Chronic obstructive pulmonary disease (COPD) is characterised by a chronic inflammation in the pulmonary tissue. The disease is associated with a switch from a self-limiting inflammatory response, mainly initiated by smoke inhalation, to a chronic persistent inflammatory response after prolonged interaction with cigarette smoke. The development and progression of chronic obstructive pulmonary disease have been associated with increased oxidative stress and reduced antioxidant resources. As a result, the antioxidant capacity decreases in COPD patients.
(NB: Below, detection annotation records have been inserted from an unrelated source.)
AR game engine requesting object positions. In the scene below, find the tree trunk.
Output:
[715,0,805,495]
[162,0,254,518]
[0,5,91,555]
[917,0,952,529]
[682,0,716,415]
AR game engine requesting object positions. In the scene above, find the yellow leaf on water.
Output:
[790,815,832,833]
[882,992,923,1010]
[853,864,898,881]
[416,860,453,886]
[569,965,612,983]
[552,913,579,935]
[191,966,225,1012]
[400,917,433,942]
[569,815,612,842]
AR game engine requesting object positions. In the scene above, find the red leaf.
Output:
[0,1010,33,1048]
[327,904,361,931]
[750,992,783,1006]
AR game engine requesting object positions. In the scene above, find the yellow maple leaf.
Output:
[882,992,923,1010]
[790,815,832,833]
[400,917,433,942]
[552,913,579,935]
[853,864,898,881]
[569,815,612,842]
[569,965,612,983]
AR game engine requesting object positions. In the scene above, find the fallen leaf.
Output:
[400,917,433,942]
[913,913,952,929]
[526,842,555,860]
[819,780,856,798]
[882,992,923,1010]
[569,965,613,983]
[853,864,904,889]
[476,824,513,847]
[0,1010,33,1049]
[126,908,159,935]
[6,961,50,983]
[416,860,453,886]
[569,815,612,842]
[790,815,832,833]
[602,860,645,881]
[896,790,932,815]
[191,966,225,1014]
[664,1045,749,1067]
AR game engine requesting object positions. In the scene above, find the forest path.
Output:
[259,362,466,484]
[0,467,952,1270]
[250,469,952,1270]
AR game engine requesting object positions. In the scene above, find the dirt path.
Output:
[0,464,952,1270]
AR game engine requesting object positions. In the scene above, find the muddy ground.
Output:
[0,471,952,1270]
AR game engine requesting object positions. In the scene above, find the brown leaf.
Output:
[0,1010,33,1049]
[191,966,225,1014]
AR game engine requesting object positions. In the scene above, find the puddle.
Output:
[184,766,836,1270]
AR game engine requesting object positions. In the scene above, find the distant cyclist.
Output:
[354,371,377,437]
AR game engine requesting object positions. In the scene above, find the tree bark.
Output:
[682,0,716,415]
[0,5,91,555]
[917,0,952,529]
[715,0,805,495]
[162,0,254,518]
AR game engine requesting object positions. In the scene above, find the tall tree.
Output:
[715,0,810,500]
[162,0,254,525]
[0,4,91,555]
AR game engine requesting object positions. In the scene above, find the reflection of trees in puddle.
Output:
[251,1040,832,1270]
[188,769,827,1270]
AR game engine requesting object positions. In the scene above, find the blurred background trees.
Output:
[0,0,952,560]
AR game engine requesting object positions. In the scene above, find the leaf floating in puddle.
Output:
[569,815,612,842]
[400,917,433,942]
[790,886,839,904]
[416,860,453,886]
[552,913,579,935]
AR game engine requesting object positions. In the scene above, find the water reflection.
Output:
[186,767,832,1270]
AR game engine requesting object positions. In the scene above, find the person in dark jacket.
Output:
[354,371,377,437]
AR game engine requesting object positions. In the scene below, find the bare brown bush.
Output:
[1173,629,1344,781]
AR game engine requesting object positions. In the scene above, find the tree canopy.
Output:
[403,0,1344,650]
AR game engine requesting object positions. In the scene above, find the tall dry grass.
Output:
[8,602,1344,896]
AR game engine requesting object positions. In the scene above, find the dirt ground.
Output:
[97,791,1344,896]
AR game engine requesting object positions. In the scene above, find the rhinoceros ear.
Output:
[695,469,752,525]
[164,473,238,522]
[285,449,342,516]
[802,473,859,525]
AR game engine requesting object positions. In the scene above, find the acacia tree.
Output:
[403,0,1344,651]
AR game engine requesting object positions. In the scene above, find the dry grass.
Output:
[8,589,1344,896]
Additionally, there is an imbalance between the release of proteases and of endogenous anti-protease enzymes that prevent elastin digestion. The inflammatory basis of COPD is now well established. In patients with COPD increased numbers of macrophages and neutrophils have been found in induced sputum, the former predominating in mild disease. Biopsy data confirm these observations but also demonstrate increased numbers of CD8-positive T- lymphocytes in the airway wall, which may have a role in the regulation of the inflammatory response to cigarette smoke. The extent of the inflammatory reaction is correlated with the severity of the disease. An imbalance between pro- and anti-inflammatory cytokines may favour this process. Several mediators are involved in COPD including leukotriene B4 (LTB4), tumor necrosis factor alpha (TNF-alpha), and interleukin8 (IL-8). They are selective attractants of neutrophils and regulate the ongoing inflammatory process. The whole process would be predicted to be self-perpetuating leading to a chronic inflammatory state with associated airway remodelling and progressive lung function decline.